It’s now already the end of the year 2020, and a lot of things happened on the HPC systems during this year!
Some of the changes are visible, some not.
Important topics for year 2020 in no particular order
- We have received Yggdrasil hardware at the beginning of the year.
- We are trying to meet the users and interested person through our monthly HPC-lunch (next one will be the 4th of February 2020)
- We have a brand new HPC documentation
- Yggdrasil configuration was done with the help of the Astro IT team
- Yggdrasil is now in production!
- New storage bay, 2PB on a G700, added to the NASAC, thanks to our colleagues from DiSTIC.
- We are now opening UNIGE HPC facilities to HES-SO/Genève and simplifying account requests thanks to the outsiders’ web interface and associated backend.
- Cluster authentication migrated on Active Directory and SSH key stored on the AD
- A lot of “private compute nodes” were added to Yggdrasil and Baobab, ranging from standard compute nodes to high-end GPU servers and machines with a lot of RAM.
- We created a ton of issues to manage our and your problems on HPC clusters.
- We solved a little less than a ton of issues, and still have 330+ still open! That should keep us busy for a couple more years!
- We were (and some of us are still) working from home. It is great that we have been able to do almost everything remotely without much issues, but we are missing to see our colleagues.
- The NASAC is now fully backed up on tapes and replicated on a secondary datacentre. It was necessary as UNIGE is a good target for Cybercriminals.
- We welcomed the new users from the former Vital-IT cluster infrastructure
- We migrated more than 550TB of data from Vital-IT to the NASAC
- We have improved compute nodes reliability with our health-check scripts at runtime and during (re)installation.
- We are maintaining GitLab up to date, there is now more than 1500 users on it.
- We are working on the life cycle management for HPC and GitLab users and data.
- We wrote with other colleagues a project proposal to create a Scientific IT support focusing on scientific research, to help users with their code and algorithms. More on this next year…
- We have improved our support response time.
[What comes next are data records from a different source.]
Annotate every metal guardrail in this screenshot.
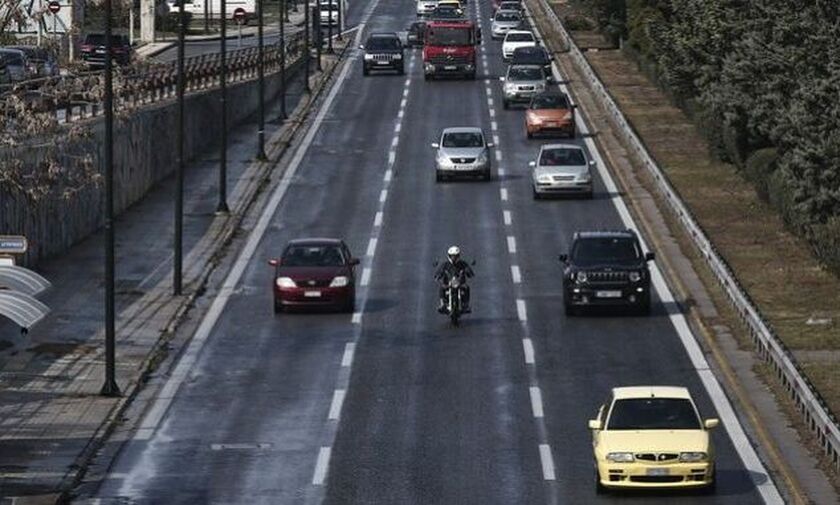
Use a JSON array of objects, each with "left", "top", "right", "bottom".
[
  {"left": 0, "top": 32, "right": 304, "bottom": 124},
  {"left": 537, "top": 0, "right": 840, "bottom": 469}
]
Most email, tickets and requests usually get a follow up in the next 24h.
- We also update you on the status of the cluster, almost in real time, when an important issue is detected : Current issues on Baobab
- We wrote a lot of scripts to monitor and to do NASAC accounting and invoicing.
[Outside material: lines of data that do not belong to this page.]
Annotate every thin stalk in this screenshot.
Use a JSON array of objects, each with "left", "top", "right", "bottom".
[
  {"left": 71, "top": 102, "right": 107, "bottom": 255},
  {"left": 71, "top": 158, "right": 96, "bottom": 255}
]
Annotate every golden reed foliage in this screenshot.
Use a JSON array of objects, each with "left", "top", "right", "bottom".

- We installed a lot of software, new toolchain, new CUDA version etc.
- We introduced the new interactive and long run partitions
Roadmap for 2021:
- Renew Baobab with a brand new cluster!
- Continue to improve our current clusters Baobab and Yggdrasil, we are aiming at having a better resource usage.
- And a lot more of course!
We hope you enjoy using our clusters and that you will continue to trust us with your computations!
We wish you all the best, Merry Christmas and happy new year
Kudos if you are still reading!
HPC team, Yann, Luca, Massimo